I also wrote that writing a translator from Excel's newish XLSX format to tab delimited seemed possible with the new Delphi. This took about an hour as I had to figure out new components. I tried the program out and it seemed to work fine.

But there were problems every time that I ran the converter on real files at work. The program is command line driven, so that it can be called from Priority. I could see that the program was being invoked but nothing was happening. After spending no small amount of time on this (and figuratively knocking my head against a brick wall), I decided to write a manually driven program to convert input files, thus allowing me to concentrate on writing whatever code was needed in Priority.

But the fact that my program worked once but not afterwards continued to niggle me so I decided to spend some time debugging with a clean head. First I wrote a very simple 'Hello world' program to verify that Priority was invoking my program. Then I expanded the program to print its parameters. This is where the penny dropped. Assuming that I had a command line like 'x:\1\soul and pepper.xlsx', the default command line parser in the Delphi program saw that there were three parameters: 'x:\1\soul', 'and' and 'pepper.xlsx'! As my program checks to see whether exists a file which matches the first parameter ('x:\1\soul'), it is not surprising that the program did not continue - although the error logging should have displayed that the file does not exist.

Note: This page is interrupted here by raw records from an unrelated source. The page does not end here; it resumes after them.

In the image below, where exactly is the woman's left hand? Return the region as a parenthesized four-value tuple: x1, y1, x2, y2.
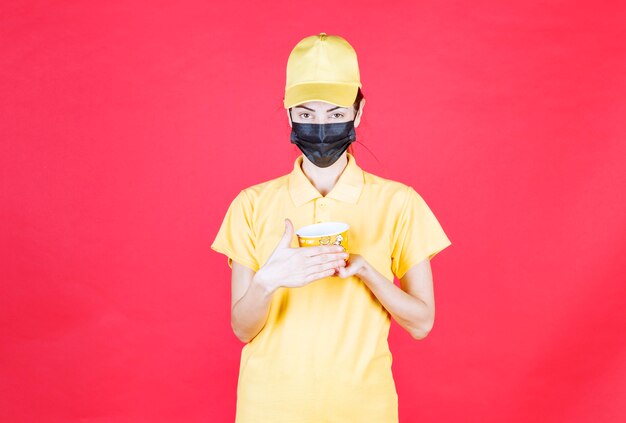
(335, 253, 367, 278)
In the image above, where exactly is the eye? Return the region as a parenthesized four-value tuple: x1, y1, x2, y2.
(330, 113, 345, 119)
(299, 112, 312, 119)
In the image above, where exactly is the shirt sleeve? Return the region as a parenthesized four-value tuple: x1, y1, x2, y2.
(210, 189, 260, 272)
(391, 186, 452, 279)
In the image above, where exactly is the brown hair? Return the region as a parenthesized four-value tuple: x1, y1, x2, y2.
(348, 87, 364, 156)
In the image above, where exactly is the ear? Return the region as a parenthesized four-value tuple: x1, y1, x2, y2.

OK, where to go from here? My first thought was that I should correct my Delphi program, but this was going to be problematic as there are supposed to be three parameters to the program (the input file, the output file and flags). Handling these parameters when the input file could in itself produce several parameters seemed problematic.

My next thought was to enclose the input file name with quotation marks - "x:\1\soul and pepper.xlsx". The Delphi program should see this as one file, but I couldn't get Priority to do this (string operations are problematic in Priority). I then wrote some complicated and ultimately stupid code to convert spaces in the filename to underscores - this gave me 'x:\1\soul_and_pepper.xlsx', which worked. Priority has a way of copying files which ignores the space problem, so I copied the original file to the new file and called my converter with this new name.

Then I had the proper insight: copy the original file - whatever its name - to a new file whose name I control (no spaces!), then convert the new file. Simplicity. Now my converter program works properly!